Cette sortie découverte par miracle se présentait sous la forme d' une paroi de glace raide, presque complètement dépourvue de marches et qu' il fallait traverser en biais. Mais qu' importe! Assuré d' en haut je taillai des trous pour les pieds et les mains. Burkart qui suivait les améliorait tant bien que mal, et Kreis, difficilement assuré par nous, descendit lentement la paroi. Aujourd'hui, avec quelques pitons à glace, la solution serait facile.

La sortie nous avait tellement absorbés que nous n' avions plus pris garde au temps. Quand nous fûmes en sûreté sur le névé, nous vîmes les nuages se déchirer et bientôt le soleil nous illumina, nous les bienheureux. Bientôt aussi nous découvrîmes le refuge du Col du Midi. Modeste boîte à cigares s' élevant à peine au-dessus du sol. Inspection faite, nous nous déclarâmes satisfaits. Un bas-flanc comme celui du refuge Vallot nous permit de nous étendre les uns à côté des autres. Se tenir debout ou s' asseoir était impossible. Mais que désirer de plus?

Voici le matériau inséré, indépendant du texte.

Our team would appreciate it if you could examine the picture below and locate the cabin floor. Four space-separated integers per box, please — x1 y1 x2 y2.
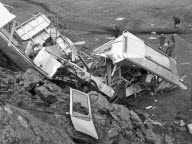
0 0 192 144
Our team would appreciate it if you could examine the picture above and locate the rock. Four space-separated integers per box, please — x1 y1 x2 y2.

Installés sur les plaques de granit du col, au bon soleil encore bien chaud, nous séchâmes chaussures et bas, fîmes une cuisine abondante, contemplant toujours la paroi crevassée par laquelle nous étions descendus. Et une fois encore je me convainquis que, lors de grandes ascensions, le sentiment de bonheur le plus pur n' est pas dû au sommet mais au premier repos après le succès, qu' il se fasse comme ici dans la neige et la glace, ou sur une moraine ou un pâturage.

La nuit se passa comme au refuge Vallot, sans toutefois la couverture remise par l' étranger; nous n' en dormîmes pas moins jusqu' au matin.

Dans notre joie de la traversée réussie, nous escaladâmes encore l' Aiguille de Midi ( 3843 m ) et midi nous trouva au refuge du Requin. Mes amis, en vrais Spartiates, se commandèrent une soupe aux pois. Moi, en revanche, je demandai par plaisanterie -je ne connaissais que les cabanes suisses -si je pouvais obtenir une omelette à la confiture.

- Certainement.

Elle arriva et je humai avec volupté le mets délicieux. J' aurais bien passé encore la nuit ici, mais mes amis insistèrent pour le départ. Du Montenvers aussi je serais descendu volontiers par le chemin de fer. De nouveau mes Spartiates continuèrent à pied, traînant l' hésitant derrière eux.

Dans la vallée cependant, rendus à l' état d' hommes civilisés grâce aux soins de coiffeurs compétents et aimablement bavards, nous nous enfonçâmes dans les délices de Capoue et fîmes la joie des clients et du personnel en nous abandonnant à un petit somme rafraîchissant.